Experimental Demonstrations of Column Halos

Experimental Equipment | Photo: Michael Großmann

Did you ever think about showing in a practical way, how ice-crystal halos come to be? An individual halo like, e.g., a sundog is easy to demonstrate, but producing halo phenomena in such a way is more difficult, as a multitude of crystal shapes and orientations are involved.

Raypath sundog | Photo: Michael Großmann

In 2011, I committed myself to the task of generating halos in a darkened room by optomechanical devices, for which the term „halomators“ was coined. Any one of several models can hold an artificial crystal and make it rotate in certain ways. When light impinges on this crystal, different kinds of halos are produced by the possible reflective and refractive raypaths. By means of the so-called sky transform it can be shown that a single crystal produces the same kind of display in a laboratory environment as a multitude of such crystals in nature.

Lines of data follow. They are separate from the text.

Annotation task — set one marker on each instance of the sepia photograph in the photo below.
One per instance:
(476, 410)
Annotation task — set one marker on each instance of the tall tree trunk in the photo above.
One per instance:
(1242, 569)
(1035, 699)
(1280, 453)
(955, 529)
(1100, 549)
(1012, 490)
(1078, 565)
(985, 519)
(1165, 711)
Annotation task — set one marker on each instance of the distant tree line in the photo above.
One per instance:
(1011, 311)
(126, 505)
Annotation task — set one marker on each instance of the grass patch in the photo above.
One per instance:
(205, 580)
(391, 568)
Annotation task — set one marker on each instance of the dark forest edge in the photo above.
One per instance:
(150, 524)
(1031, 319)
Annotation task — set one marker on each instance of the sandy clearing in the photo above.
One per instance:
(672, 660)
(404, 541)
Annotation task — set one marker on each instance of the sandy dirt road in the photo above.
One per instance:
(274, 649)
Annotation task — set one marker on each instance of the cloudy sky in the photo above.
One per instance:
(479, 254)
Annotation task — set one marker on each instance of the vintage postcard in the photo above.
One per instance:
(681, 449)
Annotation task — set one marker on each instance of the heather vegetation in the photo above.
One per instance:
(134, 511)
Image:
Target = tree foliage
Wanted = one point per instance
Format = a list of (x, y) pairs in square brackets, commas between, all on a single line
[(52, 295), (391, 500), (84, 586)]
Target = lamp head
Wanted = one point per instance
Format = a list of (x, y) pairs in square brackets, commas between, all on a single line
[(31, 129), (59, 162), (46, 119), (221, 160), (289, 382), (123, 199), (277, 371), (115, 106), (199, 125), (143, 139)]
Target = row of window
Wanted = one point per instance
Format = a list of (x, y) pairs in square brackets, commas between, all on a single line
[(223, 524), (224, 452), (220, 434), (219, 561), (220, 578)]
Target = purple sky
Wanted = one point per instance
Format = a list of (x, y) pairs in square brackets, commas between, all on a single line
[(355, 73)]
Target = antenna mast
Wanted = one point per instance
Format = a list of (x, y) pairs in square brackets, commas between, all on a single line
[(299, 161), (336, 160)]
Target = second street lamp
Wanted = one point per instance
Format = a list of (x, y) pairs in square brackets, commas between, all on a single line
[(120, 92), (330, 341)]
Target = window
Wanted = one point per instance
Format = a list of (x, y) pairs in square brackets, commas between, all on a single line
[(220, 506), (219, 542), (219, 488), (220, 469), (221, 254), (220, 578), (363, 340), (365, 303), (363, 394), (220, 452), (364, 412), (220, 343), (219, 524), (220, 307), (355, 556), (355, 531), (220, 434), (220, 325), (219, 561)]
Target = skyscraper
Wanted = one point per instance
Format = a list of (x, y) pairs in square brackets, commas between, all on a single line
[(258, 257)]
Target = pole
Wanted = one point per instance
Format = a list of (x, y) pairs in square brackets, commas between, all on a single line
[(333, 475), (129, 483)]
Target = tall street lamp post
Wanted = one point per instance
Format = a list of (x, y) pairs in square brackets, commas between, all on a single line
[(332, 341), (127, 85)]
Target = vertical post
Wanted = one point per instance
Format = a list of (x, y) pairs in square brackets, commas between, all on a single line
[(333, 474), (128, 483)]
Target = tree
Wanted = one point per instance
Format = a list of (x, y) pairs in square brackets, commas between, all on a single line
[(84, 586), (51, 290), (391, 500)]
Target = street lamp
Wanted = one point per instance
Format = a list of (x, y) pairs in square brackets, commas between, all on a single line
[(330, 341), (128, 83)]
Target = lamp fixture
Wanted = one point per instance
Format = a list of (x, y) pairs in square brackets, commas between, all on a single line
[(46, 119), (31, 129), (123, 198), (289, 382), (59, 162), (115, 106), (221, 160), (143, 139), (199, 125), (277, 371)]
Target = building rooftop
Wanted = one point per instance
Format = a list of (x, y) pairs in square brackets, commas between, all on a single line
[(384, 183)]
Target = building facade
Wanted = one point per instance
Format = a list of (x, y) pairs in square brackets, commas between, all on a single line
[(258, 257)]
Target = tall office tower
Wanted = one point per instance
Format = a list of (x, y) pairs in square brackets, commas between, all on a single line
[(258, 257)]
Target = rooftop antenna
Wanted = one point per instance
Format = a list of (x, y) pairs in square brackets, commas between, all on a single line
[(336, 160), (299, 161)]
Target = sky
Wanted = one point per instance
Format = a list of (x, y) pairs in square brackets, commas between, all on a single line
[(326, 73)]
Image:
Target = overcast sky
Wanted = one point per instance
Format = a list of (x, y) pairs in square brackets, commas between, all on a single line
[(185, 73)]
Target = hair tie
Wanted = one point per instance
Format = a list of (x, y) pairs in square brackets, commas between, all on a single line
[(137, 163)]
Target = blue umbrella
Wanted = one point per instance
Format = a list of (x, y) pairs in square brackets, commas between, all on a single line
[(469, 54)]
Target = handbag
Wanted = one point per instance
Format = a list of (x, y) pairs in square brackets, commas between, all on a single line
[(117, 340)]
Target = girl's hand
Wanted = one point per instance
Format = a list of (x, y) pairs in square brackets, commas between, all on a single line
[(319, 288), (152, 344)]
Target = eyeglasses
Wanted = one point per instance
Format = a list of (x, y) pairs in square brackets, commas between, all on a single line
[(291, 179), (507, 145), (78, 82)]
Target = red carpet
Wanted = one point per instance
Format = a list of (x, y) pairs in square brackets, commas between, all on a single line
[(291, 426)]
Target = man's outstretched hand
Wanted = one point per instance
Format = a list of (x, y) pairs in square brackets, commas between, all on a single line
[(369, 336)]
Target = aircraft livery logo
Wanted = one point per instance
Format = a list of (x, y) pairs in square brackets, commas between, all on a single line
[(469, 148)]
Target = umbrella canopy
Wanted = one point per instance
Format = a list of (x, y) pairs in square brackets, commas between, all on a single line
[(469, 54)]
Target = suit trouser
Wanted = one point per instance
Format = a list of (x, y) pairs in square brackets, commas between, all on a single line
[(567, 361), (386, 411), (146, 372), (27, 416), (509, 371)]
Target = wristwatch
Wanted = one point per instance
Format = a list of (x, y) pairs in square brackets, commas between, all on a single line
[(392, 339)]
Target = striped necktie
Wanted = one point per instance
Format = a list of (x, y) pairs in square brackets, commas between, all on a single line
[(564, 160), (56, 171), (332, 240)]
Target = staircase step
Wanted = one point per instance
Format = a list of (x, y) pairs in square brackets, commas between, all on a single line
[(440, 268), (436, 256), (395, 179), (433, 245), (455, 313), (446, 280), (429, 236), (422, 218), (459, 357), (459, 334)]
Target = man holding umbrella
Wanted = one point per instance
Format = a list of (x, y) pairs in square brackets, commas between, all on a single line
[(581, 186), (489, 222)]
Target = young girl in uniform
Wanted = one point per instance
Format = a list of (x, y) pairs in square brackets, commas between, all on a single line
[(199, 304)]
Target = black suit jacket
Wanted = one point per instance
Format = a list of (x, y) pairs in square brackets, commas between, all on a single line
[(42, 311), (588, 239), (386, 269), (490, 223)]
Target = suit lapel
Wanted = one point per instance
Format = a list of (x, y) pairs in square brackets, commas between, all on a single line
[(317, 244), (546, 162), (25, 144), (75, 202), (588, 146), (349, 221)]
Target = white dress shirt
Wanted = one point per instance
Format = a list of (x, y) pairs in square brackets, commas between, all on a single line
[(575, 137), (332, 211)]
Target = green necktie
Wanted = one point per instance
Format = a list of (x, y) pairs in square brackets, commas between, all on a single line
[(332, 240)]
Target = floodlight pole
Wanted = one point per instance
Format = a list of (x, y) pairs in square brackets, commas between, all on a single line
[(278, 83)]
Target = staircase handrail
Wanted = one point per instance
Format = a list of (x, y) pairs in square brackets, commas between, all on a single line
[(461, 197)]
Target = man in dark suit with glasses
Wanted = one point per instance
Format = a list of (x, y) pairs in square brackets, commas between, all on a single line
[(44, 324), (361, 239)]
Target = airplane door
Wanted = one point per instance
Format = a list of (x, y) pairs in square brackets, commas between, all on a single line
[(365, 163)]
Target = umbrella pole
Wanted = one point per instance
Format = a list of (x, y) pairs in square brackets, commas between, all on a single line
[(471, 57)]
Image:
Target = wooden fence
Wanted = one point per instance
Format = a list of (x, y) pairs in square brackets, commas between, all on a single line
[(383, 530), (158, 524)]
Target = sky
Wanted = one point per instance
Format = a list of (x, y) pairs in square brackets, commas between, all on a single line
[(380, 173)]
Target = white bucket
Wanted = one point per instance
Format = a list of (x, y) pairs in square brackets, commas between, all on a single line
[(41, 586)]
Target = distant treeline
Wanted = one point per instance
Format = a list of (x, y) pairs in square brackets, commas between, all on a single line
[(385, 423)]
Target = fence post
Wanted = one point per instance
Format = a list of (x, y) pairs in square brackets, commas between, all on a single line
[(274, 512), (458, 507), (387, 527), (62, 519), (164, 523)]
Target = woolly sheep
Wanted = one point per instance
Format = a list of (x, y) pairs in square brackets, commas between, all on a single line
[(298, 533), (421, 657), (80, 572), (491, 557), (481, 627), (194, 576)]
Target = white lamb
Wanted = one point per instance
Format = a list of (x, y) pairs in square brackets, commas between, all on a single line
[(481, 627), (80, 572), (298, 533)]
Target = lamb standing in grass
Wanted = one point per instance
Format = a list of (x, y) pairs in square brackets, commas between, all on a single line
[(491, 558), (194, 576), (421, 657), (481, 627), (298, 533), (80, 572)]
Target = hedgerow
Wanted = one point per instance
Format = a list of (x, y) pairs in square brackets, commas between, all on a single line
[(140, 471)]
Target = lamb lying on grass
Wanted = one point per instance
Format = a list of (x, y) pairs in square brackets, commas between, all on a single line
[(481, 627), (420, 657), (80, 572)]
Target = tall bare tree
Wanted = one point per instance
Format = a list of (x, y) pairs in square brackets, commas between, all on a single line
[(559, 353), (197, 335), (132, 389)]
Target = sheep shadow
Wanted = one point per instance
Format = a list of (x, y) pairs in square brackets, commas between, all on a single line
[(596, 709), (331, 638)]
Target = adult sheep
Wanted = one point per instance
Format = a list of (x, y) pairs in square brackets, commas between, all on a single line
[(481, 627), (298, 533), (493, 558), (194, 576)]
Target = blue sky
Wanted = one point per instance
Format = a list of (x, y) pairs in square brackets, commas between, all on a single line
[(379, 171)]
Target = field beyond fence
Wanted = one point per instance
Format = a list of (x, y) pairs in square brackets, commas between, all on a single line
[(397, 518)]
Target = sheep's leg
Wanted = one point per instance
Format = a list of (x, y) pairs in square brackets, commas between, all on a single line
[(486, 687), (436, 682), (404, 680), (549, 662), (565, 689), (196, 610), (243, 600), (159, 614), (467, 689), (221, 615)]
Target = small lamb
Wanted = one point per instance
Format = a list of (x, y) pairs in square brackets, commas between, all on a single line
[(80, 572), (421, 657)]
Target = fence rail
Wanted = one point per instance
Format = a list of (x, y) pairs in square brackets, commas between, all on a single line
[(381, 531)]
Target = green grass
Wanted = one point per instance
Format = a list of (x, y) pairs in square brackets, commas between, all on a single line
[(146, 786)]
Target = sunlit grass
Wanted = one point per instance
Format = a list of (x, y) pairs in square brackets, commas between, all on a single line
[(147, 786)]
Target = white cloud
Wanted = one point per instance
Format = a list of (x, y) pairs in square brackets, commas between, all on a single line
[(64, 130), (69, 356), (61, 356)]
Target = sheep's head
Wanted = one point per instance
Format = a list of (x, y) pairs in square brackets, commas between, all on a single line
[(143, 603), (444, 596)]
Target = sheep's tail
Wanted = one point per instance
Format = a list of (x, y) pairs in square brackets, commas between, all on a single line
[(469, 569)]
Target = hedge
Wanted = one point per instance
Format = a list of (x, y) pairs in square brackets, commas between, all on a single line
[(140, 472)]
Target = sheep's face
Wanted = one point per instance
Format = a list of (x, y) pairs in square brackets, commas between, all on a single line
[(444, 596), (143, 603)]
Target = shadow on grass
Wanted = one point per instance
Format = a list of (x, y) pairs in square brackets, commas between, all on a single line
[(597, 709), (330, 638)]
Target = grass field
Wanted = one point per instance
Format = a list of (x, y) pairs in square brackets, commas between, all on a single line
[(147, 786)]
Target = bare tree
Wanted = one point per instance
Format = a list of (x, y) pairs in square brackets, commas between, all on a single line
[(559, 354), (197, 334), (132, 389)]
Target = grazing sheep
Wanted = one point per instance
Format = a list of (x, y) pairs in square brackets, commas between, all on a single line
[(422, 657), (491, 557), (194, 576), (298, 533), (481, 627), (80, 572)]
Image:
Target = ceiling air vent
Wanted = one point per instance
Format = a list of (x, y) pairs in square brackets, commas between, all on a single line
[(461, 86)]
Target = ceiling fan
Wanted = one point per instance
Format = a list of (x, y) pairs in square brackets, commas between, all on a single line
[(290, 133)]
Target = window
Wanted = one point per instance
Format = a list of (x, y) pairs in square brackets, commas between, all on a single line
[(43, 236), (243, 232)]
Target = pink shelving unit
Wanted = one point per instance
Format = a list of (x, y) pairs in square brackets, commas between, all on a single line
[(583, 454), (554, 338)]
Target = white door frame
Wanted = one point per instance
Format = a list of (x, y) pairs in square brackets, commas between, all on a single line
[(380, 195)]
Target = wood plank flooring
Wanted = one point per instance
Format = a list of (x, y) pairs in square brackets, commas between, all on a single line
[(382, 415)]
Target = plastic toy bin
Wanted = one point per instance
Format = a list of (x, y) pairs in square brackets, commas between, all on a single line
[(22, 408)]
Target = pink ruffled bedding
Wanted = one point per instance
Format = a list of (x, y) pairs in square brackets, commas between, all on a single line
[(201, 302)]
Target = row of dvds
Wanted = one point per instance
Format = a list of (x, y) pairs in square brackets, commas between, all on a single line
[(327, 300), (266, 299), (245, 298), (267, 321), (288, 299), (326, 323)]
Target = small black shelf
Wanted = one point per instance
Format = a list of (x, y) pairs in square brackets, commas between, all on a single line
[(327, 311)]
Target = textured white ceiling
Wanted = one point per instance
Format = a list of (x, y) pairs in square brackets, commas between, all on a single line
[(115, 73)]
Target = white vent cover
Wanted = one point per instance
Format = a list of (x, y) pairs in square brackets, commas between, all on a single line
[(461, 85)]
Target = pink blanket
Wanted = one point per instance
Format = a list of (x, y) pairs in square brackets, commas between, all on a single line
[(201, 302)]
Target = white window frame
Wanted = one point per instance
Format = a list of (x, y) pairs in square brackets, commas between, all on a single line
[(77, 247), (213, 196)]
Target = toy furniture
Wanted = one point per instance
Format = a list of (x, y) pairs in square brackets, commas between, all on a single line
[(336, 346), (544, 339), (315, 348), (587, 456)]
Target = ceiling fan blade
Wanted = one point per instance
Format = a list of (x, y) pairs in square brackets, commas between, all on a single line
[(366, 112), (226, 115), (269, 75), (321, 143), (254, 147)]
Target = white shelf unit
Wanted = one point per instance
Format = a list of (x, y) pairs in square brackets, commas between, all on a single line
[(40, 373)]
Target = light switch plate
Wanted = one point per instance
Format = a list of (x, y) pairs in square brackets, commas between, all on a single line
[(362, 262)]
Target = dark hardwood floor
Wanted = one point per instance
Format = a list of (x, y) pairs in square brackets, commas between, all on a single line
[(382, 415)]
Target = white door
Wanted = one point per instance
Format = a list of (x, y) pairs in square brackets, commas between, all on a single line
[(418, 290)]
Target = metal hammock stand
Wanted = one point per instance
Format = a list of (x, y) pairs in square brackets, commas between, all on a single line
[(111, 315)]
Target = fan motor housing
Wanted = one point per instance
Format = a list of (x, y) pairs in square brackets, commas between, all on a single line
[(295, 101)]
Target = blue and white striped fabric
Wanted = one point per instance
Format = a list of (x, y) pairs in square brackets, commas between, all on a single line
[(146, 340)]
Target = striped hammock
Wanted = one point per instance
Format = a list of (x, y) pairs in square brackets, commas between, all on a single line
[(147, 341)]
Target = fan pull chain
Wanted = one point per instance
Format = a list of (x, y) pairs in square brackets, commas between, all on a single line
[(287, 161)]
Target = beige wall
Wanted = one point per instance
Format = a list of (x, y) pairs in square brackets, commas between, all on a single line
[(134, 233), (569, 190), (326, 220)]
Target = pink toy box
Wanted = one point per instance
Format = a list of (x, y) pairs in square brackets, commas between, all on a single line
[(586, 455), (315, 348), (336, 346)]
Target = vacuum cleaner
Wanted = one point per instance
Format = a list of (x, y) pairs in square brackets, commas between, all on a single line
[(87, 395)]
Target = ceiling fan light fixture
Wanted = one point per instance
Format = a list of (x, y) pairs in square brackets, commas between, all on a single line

For the experiment shown here, a horizontally rotating column crystal was at first doubly oriented, then only singly.
In the beginning (with a rectangular face of the crystal staying in the horizontal plane of the rotation too) the Parry orientation tape halos very nicely showed, including the corresponding reflection halo like heliac arc, subhelic arc and the parhelic circle. When the crystal was made to rotate about its symmetry axis, the upper tangent arc also appeared.

Natural photographs, however, can show still more halos from oriented columns. This led me to further improve my halomators, for which my profession as an industry mechanic proved helpful. By 2016 I could document numerous other kinds of halos.

“Halomator IV”| Photo: Michael Großmann

The following images are stacks of photographs of halos obtained from singly and doubly oriented columns. They show the following types:

– upper tangent arc
– concave Parry arc
– convex Parry arc
– heliac arc
– subhelic arc
– subanthelic arc
– Tricker’s anthelic arc
– Wegener‘s anthelic arc
– Hasting’s arc
– parhelic circle

Remark: I had to use acrylic (PMMA) as a workable material for my crystals, which does not match the refractive index of ice. Therefore, most deflection angles change. Also, those refraction halos produced in ice by the 90° prism angle do not show at all, because of total internal reflection. (Ways out of this limitation are being investigated by other experimenters and myself, and will then possibly be reported.) Despite of these shortcomings, I found out in many demonstrations, that most people grasp the optics behind a certain halo much better than from a sketch or computer simulation.